Main Server Implementation

Now we combine everything into a production-ready FastAPI server:

# src/server.py
from fastapi import FastAPI, HTTPException, Depends, Request
from fastapi.middleware.cors import CORSMiddleware
from fastapi.responses import JSONResponse
import uvicorn
from typing import List
import logging

from .models import ContextEntry, AgentRegistration, ContextQuery
from .context_manager import ContextManager
from .auth import AuthMiddleware
from .config import Settings

# Configure logging
logging.basicConfig(
    level=logging.INFO,
    format='%(asctime)s - %(name)s - %(levelname)s - %(message)s'
)
logger = logging.getLogger(__name__)

class MCPServer:
    """Production MCP server implementation."""

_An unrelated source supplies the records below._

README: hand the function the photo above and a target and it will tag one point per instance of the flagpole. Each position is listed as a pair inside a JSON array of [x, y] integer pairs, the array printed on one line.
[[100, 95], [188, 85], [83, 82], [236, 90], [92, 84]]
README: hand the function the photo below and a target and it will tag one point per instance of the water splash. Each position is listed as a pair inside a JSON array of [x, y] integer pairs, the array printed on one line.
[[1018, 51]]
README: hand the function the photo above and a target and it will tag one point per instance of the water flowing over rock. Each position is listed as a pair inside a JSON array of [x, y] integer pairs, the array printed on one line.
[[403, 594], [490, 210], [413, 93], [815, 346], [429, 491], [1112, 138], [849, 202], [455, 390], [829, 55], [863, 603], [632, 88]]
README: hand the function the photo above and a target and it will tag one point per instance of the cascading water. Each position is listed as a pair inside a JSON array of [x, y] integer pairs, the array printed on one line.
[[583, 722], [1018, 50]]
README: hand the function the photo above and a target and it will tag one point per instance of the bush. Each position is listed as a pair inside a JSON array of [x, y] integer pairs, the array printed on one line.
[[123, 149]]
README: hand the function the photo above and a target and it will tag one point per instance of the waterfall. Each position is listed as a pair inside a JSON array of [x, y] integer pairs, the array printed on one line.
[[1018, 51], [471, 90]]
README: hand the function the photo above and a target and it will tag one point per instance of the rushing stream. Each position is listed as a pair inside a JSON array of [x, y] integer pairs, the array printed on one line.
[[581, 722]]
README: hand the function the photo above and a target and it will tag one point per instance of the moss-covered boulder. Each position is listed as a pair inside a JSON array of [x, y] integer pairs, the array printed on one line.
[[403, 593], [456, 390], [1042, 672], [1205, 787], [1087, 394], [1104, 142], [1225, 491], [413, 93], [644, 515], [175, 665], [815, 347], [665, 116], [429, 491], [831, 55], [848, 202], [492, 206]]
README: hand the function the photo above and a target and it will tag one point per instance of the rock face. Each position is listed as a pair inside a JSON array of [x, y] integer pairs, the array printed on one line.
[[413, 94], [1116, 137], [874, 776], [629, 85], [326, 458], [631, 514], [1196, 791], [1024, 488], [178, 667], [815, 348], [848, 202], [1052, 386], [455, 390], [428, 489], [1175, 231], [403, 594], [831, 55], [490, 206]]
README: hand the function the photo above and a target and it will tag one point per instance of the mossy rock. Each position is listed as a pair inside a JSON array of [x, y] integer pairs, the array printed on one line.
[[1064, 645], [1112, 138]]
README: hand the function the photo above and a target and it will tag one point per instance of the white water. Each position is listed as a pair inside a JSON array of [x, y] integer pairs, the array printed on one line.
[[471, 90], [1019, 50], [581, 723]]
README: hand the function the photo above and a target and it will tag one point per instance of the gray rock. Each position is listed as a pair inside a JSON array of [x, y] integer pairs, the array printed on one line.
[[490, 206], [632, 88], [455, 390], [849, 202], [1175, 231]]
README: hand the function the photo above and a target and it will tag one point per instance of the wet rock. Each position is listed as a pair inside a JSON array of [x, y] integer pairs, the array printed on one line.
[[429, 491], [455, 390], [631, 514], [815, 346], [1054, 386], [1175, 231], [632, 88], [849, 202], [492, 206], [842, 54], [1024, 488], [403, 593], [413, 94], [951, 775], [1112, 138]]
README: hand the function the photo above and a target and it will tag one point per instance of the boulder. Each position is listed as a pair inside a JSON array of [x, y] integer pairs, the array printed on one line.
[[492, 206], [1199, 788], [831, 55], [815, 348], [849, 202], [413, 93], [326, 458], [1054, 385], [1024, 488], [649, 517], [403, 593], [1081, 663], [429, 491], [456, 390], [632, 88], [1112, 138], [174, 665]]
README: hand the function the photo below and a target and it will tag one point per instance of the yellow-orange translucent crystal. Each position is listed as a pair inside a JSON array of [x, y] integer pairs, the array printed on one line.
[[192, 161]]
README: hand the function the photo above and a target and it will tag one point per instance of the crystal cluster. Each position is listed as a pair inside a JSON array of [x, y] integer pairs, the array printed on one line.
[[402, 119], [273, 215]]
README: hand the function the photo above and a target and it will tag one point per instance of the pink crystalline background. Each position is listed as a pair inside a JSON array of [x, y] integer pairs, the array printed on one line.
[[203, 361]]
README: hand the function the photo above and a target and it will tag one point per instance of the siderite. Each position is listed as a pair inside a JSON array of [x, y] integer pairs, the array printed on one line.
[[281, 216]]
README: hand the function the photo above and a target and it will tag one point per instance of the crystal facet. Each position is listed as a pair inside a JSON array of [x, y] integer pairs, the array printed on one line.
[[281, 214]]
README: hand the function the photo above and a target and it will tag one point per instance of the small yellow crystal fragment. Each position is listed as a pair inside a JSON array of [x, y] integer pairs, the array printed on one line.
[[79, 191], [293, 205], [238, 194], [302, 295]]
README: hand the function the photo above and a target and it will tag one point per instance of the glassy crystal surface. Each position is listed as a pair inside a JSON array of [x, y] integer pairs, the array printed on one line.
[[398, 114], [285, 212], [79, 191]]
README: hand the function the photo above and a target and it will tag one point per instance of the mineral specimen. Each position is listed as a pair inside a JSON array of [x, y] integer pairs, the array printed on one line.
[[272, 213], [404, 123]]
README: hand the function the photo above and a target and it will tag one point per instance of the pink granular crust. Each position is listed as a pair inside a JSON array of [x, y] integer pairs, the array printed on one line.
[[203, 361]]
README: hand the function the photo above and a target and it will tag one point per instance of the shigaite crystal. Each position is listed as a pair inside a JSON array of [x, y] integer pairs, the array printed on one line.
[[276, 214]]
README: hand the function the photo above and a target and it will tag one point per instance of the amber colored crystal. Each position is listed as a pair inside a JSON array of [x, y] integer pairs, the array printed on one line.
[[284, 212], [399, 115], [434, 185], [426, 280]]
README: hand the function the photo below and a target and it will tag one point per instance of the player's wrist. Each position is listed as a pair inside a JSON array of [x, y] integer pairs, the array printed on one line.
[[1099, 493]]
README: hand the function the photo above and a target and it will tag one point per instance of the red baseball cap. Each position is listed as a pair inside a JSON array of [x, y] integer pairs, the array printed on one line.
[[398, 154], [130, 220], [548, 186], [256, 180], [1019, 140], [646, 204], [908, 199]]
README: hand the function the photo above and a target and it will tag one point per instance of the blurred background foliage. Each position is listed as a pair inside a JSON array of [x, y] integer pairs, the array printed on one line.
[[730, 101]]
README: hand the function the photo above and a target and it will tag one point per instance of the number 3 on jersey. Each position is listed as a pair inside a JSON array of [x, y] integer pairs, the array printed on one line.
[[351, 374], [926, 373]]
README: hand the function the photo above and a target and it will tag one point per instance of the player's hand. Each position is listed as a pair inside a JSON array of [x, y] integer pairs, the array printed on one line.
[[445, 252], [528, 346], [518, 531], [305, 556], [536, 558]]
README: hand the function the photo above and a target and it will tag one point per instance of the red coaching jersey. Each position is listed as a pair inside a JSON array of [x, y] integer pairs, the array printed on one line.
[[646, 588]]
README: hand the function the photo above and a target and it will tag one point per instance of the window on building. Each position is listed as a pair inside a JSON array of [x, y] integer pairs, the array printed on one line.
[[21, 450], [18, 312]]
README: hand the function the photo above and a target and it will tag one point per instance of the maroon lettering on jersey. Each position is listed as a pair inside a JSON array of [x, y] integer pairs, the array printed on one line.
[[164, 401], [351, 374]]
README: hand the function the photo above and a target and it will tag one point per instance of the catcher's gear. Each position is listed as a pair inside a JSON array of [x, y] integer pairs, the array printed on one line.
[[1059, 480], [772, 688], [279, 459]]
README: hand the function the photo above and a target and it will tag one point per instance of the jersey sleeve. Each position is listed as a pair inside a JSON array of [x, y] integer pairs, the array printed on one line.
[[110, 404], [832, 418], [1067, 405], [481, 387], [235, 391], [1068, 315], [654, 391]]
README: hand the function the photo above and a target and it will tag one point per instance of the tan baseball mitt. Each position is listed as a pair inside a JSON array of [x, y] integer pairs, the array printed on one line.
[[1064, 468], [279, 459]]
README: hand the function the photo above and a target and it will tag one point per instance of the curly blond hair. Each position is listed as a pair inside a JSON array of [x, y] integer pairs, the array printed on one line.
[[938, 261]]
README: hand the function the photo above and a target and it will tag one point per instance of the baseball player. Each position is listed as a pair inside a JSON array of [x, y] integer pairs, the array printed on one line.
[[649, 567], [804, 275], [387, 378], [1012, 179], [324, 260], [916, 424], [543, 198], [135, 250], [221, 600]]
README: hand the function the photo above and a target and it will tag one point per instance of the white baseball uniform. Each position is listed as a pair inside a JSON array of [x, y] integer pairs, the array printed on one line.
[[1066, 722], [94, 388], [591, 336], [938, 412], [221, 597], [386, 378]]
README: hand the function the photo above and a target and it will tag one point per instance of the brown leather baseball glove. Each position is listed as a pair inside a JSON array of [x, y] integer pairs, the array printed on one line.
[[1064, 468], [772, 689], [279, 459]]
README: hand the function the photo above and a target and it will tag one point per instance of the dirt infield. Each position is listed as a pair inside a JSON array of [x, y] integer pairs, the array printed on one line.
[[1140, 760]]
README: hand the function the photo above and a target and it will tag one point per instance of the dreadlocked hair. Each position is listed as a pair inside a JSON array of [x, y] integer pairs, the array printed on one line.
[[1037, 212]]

    def __init__(self, settings: Settings):
        self.settings = settings
        self.app = FastAPI(
            title="MCP Server",
            version="1.0.0",
            docs_url="/docs" if settings.environment == "development" else None
        )
        self.context_manager = ContextManager(settings.redis_url)
        self.auth = AuthMiddleware(settings.secret_key)
        self.setup_middleware()
        self.setup_routes()

    def setup_middleware(self):
        """Configure server middleware."""
        self.app.add_middleware(
            CORSMiddleware,
            allow_origins=self.settings.allowed_origins,
            allow_credentials=True,
            allow_methods=["*"],
            allow_headers=["*"],
        )

        @self.app.middleware("http")
        async def log_requests(request: Request, call_next):
            """Log all incoming requests for monitoring."""
            logger.info(f"Request: {request.method} {request.url.path}")
            response = await call_next(request)
            logger.info(f"Response: {response.status_code}")
            return response

    def setup_routes(self):
        """Define all API endpoints."""

        @self.app.post("/agents/register")
        async def register_agent(registration: AgentRegistration):
            """Register a new agent with the MCP server."""
            try:
                # Store agent metadata
                agent_key = f"mcp:agent:{registration.agent_id}:metadata"
                await self.context_manager.redis_client.setex(
                    agent_key,
                    86400,  # 24 hours
                    registration.model_dump_json()
                )

                # Generate authentication token
                token = self.auth.create_token(registration.agent_id)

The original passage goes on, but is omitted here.